- The HHS announced its first settlement related to a healthcare ransomware attack on Monday with Massachusetts-based medical management company Doctors’ Management Services.
- Under the settlement, Doctors’ Management will pay $100,000 dollars and undergo a corrective action plan to resolve claims it violated HIPAA breach rules and failed to identify vulnerabilities in its systems before experiencing a breach in 2017 that impacted the private health information of 206,695 individuals.
- The HHS Office for Civil Rights called ransomware and hacking the “primary cyber-threats in health care” and warned that companies must take steps to identify and address cybersecurity vulnerabilities as attacks in the industry escalate.
Healthcare data breaches are on the rise as companies increasingly rely on electronic health records to store private health information and cyber criminals seize opportunities to exploit vulnerabilities.

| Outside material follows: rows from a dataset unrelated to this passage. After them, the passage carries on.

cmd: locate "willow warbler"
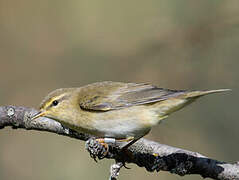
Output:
[32,81,229,147]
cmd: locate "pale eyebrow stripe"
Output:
[46,94,70,109]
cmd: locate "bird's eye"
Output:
[52,100,59,106]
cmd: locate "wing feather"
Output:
[79,81,185,111]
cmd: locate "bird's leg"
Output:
[95,138,109,159]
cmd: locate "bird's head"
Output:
[31,88,76,121]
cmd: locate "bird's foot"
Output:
[85,138,113,162]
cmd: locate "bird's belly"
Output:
[86,108,152,139]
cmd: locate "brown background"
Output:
[0,0,239,180]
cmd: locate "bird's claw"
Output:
[85,138,109,162]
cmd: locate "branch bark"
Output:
[0,106,239,180]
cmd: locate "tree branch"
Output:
[0,106,239,180]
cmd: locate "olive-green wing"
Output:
[79,81,185,111]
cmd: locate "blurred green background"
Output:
[0,0,239,180]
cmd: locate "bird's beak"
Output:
[31,111,46,120]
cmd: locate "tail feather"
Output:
[185,89,231,98]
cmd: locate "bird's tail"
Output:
[185,89,231,98]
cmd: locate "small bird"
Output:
[32,81,230,150]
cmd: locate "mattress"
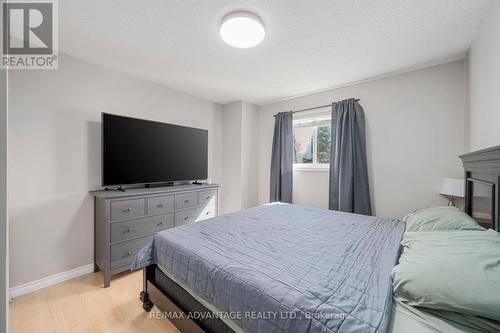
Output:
[133,204,404,332]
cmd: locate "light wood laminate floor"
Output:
[10,271,179,333]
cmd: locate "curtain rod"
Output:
[292,98,359,113]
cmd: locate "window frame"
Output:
[293,111,331,172]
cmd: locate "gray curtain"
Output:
[270,112,293,203]
[329,99,372,215]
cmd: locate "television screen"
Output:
[102,113,208,186]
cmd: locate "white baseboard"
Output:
[10,264,94,298]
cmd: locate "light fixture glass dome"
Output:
[219,12,266,48]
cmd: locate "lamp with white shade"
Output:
[439,178,465,207]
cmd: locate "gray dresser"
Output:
[91,184,219,287]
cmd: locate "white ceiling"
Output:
[59,0,490,104]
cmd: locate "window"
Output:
[293,113,331,170]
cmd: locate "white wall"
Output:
[221,101,242,213]
[468,1,500,151]
[8,55,222,287]
[241,102,259,208]
[222,101,259,213]
[259,61,465,217]
[0,69,9,332]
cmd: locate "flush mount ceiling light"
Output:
[219,12,266,48]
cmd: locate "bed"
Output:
[134,203,404,332]
[132,147,500,333]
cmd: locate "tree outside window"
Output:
[293,114,331,168]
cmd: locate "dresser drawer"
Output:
[198,205,215,221]
[111,213,174,242]
[148,195,174,214]
[175,207,203,226]
[198,190,217,206]
[111,199,146,221]
[111,236,153,270]
[175,192,198,210]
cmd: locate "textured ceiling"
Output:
[59,0,490,104]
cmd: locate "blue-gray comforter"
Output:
[133,204,404,332]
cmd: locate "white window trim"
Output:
[293,112,331,172]
[293,163,330,172]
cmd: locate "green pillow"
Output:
[403,206,485,231]
[392,229,500,320]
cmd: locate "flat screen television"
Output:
[102,113,208,186]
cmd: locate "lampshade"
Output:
[439,178,465,198]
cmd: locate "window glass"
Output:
[293,114,331,168]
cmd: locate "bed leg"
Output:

Large breaches reported to the OCR have increased by 239% over the past four years, alongside a 278% increase in ransomware incidents, according to a press release. The scale of attacks is also increasing. Large attacks have impacted the records of 88 million individuals so far this year, up 60% from last year, according to the agency.
The Doctors’ Management breach first occurred in April 2017 and was identified in December 2018. The company reported the breach to OCR in April 2019, after determining their network had been infected with GandCrab ransomware.
In the settlement, the HHS alleged that Doctors’ Management failed to assess risks, monitor and protect health data from potential cyberattacks. To ensure compliance, the OCR placed the company on a corrective plan and will monitor the firm for three years.
As part of the corrective action plan, Doctors’ Management will be required to review and update its risk analysis to identify the potential risks and vulnerabilities to its data, update its enterprise-wide risk management plan accordingly and review its policies and procedures regarding compliance with HIPAA breach notice guidance. The company will also provide workforce training on HIPAA policies and procedures.
Recently, cyberattacks have affected major hospitals like HCA Healthcare and CommonSpirit Health. An attack targeting Prospect Medical Holdings this year cut access to key computer systems for weeks, forcing some hospitals to temporarily suspend patient services.
Attacks often prove costly. Last year, hospital operators said their most costly incident averaged $4.9 million in disruptions to system operations.